Nonetheless, these treats--the sharbats of the Arabs and the iced wines of the Italians--were not really frozen. According to food historians, European chefs began churning out true frozen desserts in the 1660s, which could happen only after the technology of artificial freezing was mastered.

Although all frozen desserts share this common origin--a culinary Eve, so to speak--there are differences in the results. "Gelato is usually made with an egg-yolk custard, which you rarely find in American ice cream," Negrin says. She also points out that gelato is denser, while the U.S. government allows up to 50% of ice cream's total volume to consist of nothing but air. There's one cultural distinction too: In Sicily, gelato is often nestled in a brioche and eaten for breakfast.

Narrow the field to pistachio gelato, and the differences are more nuanced. Some people prefer to leave the skins on the pistachios, resulting in a khaki-colored sweet. Others use skinned nuts for a soft pastel green. Above all, food coloring is out of the question. And although it's tempting to use California pistachios in this recipe, Negrin recommends the skinned Sicilian variety. "They lend just the right touch of authenticity," she says.

*

Pistachio Gelato

Makes about 1 quart

2 1/2 cups shelled unsalted pistachios

7 egg yolks

1 cup sugar

1 1/2 cups heavy cream

1 1/2 cups milk

1/2 teaspoon pure vanilla extract

Pinch of salt

Coarsely grind the pistachios in a food processor.

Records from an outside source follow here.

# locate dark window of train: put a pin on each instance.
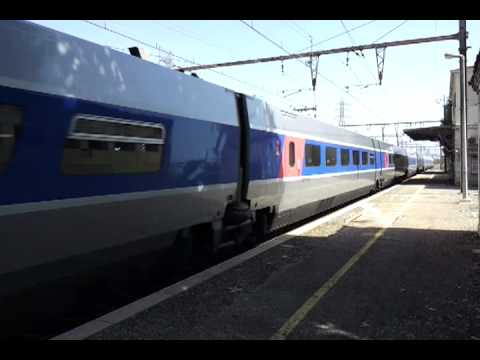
(291, 154)
(312, 155)
(356, 157)
(345, 156)
(364, 158)
(97, 146)
(331, 156)
(10, 125)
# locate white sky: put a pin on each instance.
(415, 79)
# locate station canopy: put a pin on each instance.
(434, 133)
(443, 134)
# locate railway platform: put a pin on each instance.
(402, 264)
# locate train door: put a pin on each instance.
(377, 179)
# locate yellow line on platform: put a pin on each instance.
(303, 311)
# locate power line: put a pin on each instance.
(184, 33)
(388, 32)
(179, 57)
(330, 51)
(339, 34)
(302, 31)
(138, 41)
(264, 36)
(353, 44)
(321, 75)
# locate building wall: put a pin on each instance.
(472, 127)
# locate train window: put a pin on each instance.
(364, 158)
(345, 157)
(312, 155)
(356, 157)
(331, 156)
(10, 125)
(291, 154)
(100, 146)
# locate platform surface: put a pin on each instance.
(405, 265)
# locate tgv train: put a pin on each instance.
(105, 156)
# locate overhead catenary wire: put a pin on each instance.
(338, 35)
(318, 73)
(170, 53)
(390, 31)
(353, 44)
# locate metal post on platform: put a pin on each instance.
(463, 128)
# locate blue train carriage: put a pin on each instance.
(300, 166)
(428, 162)
(106, 156)
(100, 149)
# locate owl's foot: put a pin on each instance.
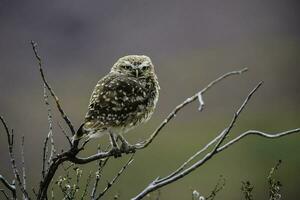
(115, 148)
(125, 146)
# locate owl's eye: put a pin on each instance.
(145, 67)
(127, 67)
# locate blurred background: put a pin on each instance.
(191, 43)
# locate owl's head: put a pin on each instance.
(138, 66)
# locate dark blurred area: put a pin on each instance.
(191, 43)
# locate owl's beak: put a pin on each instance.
(137, 73)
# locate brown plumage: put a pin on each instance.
(123, 99)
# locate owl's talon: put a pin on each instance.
(128, 148)
(116, 152)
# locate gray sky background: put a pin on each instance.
(191, 42)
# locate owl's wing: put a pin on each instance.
(114, 99)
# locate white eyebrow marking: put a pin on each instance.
(127, 62)
(145, 63)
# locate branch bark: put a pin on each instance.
(181, 172)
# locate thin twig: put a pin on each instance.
(101, 165)
(158, 183)
(64, 116)
(80, 160)
(4, 193)
(10, 139)
(110, 184)
(50, 133)
(65, 134)
(88, 181)
(185, 103)
(23, 164)
(9, 186)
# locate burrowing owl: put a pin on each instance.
(121, 100)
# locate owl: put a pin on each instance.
(123, 99)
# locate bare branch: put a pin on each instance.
(4, 193)
(10, 138)
(50, 133)
(185, 103)
(88, 181)
(23, 164)
(110, 184)
(158, 183)
(101, 165)
(9, 186)
(65, 134)
(63, 114)
(219, 138)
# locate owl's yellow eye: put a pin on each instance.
(145, 67)
(127, 67)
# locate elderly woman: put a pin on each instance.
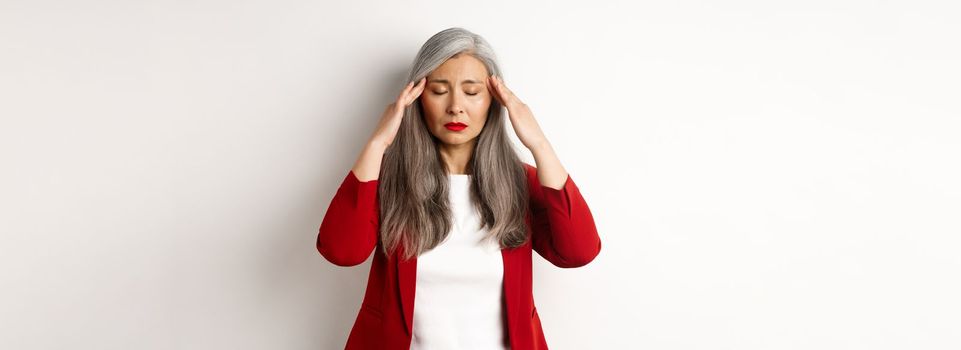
(441, 191)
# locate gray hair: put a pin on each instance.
(413, 184)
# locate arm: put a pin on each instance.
(348, 233)
(563, 230)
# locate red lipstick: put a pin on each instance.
(455, 126)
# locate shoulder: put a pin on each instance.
(531, 172)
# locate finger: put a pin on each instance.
(508, 94)
(492, 84)
(414, 91)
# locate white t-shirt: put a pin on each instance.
(459, 297)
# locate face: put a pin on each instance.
(456, 92)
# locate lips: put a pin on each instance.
(455, 126)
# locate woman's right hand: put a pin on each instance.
(390, 120)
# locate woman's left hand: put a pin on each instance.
(527, 129)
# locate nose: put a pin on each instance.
(455, 108)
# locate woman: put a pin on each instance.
(440, 189)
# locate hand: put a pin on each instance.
(527, 129)
(390, 120)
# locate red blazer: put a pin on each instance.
(562, 231)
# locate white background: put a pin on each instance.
(763, 175)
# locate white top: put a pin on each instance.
(459, 297)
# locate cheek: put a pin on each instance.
(432, 108)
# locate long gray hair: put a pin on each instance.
(413, 186)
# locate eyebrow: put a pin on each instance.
(445, 81)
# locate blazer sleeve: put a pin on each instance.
(563, 230)
(348, 232)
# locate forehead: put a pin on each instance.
(459, 69)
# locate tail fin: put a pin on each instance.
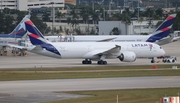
(20, 29)
(163, 30)
(37, 38)
(34, 34)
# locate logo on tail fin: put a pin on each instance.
(20, 30)
(163, 30)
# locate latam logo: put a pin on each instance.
(139, 45)
(143, 45)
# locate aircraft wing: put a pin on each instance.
(113, 50)
(25, 48)
(16, 46)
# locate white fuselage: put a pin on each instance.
(94, 38)
(88, 50)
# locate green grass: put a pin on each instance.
(124, 96)
(86, 72)
(106, 96)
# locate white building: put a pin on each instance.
(24, 5)
(105, 27)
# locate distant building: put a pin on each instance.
(105, 27)
(24, 5)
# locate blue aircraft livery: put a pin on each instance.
(37, 38)
(163, 30)
(143, 45)
(18, 32)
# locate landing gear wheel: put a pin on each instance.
(101, 62)
(86, 61)
(152, 61)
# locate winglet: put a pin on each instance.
(20, 29)
(163, 30)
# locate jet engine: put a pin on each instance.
(127, 56)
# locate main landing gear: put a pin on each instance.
(152, 61)
(86, 61)
(100, 62)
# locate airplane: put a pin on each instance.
(12, 38)
(96, 51)
(160, 36)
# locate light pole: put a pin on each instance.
(138, 10)
(53, 13)
(1, 5)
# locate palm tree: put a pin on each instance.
(95, 17)
(116, 17)
(85, 15)
(125, 18)
(59, 15)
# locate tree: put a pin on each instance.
(125, 18)
(59, 15)
(46, 17)
(115, 31)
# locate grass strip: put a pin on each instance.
(40, 75)
(124, 96)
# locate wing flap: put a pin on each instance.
(106, 40)
(101, 52)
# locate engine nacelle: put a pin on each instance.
(127, 56)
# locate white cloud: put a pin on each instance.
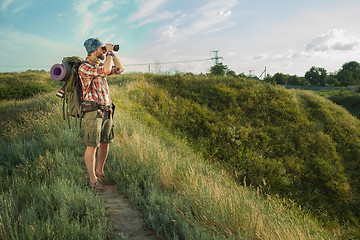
(158, 17)
(212, 17)
(333, 40)
(147, 9)
(93, 16)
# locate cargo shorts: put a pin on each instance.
(98, 129)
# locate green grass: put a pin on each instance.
(43, 194)
(292, 143)
(24, 85)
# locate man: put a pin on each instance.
(97, 105)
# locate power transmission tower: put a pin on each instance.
(263, 74)
(216, 58)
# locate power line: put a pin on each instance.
(126, 65)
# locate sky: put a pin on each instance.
(287, 36)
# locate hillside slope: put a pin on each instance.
(43, 193)
(287, 142)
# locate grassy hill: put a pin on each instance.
(203, 158)
(287, 142)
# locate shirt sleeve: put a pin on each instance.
(88, 70)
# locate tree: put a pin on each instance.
(230, 73)
(316, 76)
(349, 74)
(219, 69)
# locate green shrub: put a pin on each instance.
(292, 143)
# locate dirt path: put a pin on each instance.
(126, 219)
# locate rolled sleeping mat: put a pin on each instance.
(60, 72)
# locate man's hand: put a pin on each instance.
(109, 47)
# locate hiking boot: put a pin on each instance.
(97, 186)
(101, 178)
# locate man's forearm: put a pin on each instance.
(118, 63)
(107, 65)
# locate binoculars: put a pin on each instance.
(116, 48)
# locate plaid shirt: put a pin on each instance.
(95, 86)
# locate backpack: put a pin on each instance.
(71, 91)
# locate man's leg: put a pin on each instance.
(102, 156)
(90, 162)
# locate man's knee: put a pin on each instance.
(104, 145)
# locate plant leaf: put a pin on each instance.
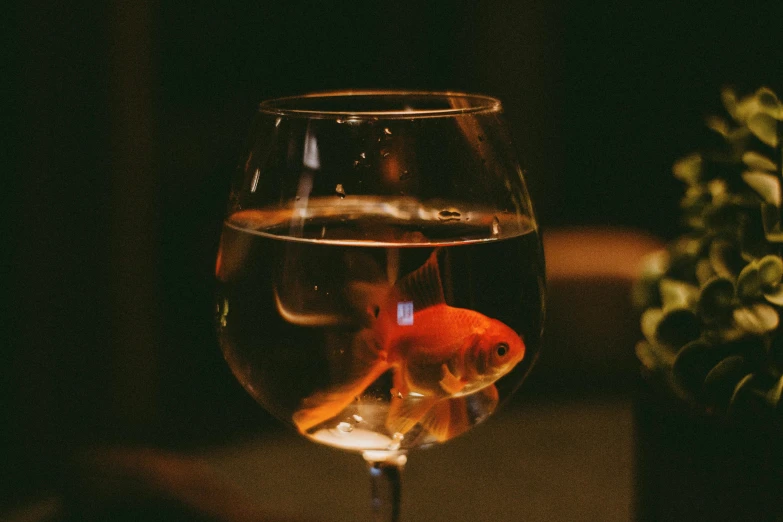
(721, 380)
(775, 296)
(757, 161)
(749, 282)
(765, 127)
(770, 270)
(766, 185)
(758, 318)
(716, 300)
(649, 323)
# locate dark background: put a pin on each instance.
(127, 121)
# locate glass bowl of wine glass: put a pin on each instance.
(381, 280)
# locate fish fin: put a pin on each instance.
(450, 383)
(451, 417)
(323, 405)
(406, 412)
(423, 286)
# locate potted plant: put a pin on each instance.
(710, 416)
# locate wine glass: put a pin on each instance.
(380, 271)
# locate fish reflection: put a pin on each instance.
(442, 357)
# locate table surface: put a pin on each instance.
(540, 461)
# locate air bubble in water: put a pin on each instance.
(449, 215)
(495, 226)
(394, 445)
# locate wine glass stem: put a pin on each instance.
(385, 485)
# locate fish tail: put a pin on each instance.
(326, 404)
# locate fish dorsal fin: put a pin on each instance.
(423, 286)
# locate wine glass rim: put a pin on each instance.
(307, 105)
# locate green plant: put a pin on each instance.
(712, 300)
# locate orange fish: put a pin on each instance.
(439, 355)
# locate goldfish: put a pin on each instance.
(440, 356)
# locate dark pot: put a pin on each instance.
(691, 466)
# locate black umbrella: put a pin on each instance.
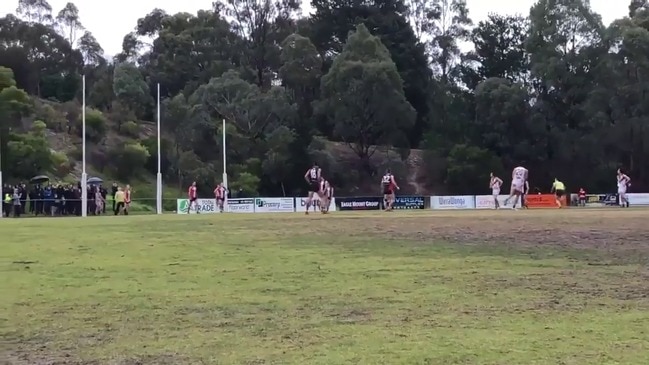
(39, 179)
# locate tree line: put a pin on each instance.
(555, 90)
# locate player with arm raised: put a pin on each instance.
(519, 178)
(495, 183)
(313, 177)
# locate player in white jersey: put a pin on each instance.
(519, 179)
(623, 182)
(312, 177)
(495, 183)
(327, 196)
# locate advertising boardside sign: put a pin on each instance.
(274, 205)
(541, 201)
(360, 203)
(487, 202)
(203, 206)
(300, 203)
(638, 199)
(408, 202)
(241, 205)
(453, 202)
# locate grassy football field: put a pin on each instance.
(453, 287)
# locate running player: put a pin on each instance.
(495, 183)
(312, 177)
(558, 188)
(193, 198)
(327, 194)
(519, 179)
(623, 181)
(219, 195)
(388, 184)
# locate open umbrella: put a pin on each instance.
(39, 179)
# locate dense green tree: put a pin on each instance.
(362, 95)
(554, 90)
(130, 88)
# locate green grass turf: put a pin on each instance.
(289, 289)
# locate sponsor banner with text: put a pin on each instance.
(453, 202)
(241, 205)
(636, 199)
(487, 202)
(274, 205)
(300, 203)
(595, 200)
(204, 206)
(541, 201)
(360, 203)
(409, 202)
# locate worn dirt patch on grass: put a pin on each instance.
(606, 230)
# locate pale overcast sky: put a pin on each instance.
(110, 21)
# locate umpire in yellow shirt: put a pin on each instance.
(559, 190)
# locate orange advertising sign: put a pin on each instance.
(541, 201)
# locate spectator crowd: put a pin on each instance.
(60, 199)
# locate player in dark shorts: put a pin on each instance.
(313, 178)
(389, 185)
(192, 195)
(526, 190)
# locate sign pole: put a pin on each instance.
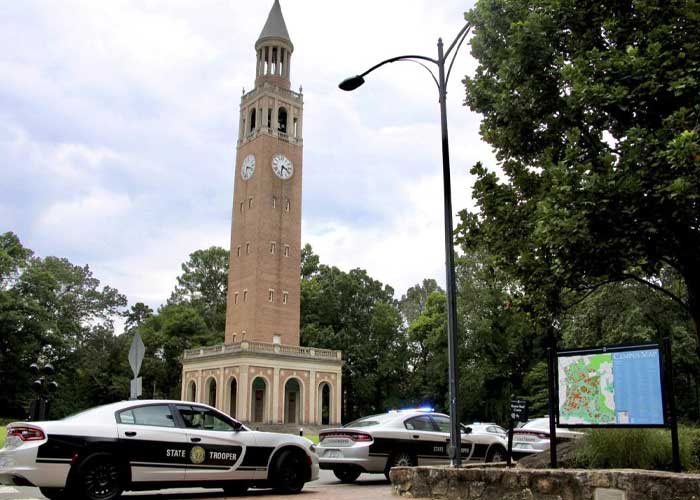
(673, 421)
(510, 443)
(136, 353)
(552, 409)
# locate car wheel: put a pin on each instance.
(401, 458)
(236, 488)
(496, 454)
(347, 474)
(99, 477)
(289, 473)
(54, 493)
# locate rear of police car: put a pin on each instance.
(18, 459)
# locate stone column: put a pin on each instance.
(277, 418)
(338, 399)
(313, 405)
(243, 395)
(220, 390)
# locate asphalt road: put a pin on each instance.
(368, 486)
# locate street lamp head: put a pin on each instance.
(351, 83)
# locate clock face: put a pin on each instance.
(282, 166)
(248, 167)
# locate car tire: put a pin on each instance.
(400, 458)
(54, 493)
(99, 477)
(289, 473)
(236, 488)
(347, 474)
(496, 454)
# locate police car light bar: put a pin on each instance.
(26, 433)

Remove 3/4 cup and set aside. Finely grind the remaining nuts. Set aside.

In the bowl of a stand mixer, use the whisk attachment to beat the egg yolks and sugar until thick and pale, about 3 or 4 minutes. Set aside.

Bring the cream, milk and finely ground nuts to a boil in a medium saucepan. Remove the pan from the heat and add the vanilla and salt. Very slowly pour the hot milk mixture into the egg mixture, whisking briskly.

Return the mixture to the saucepan and cook over medium-low heat, stirring constantly with a wooden spoon until the mixture registers 175 to 180 degrees on an instant-read thermometer, or until it thickly coats the back of the spoon and doesn't drip when swiped with your finger, about 20 minutes.

Immediately pour the mixture into a bowl that is set in another bowl filled with ice water. Stir until cool. Cover with plastic wrap and refrigerate overnight.

The next day strain the mixture, pressing the ground nuts with the back of a spoon. Discard the nuts in the strainer. Process the gelato in an ice cream maker according to the manufacturer's instructions, or about 25 to 30 minutes. Add the reserved 3/4 cup chopped nuts during the last minutes of processing. Transfer to a plastic container, place a piece of plastic wrap on the surface, cover with a lid and freeze until solid.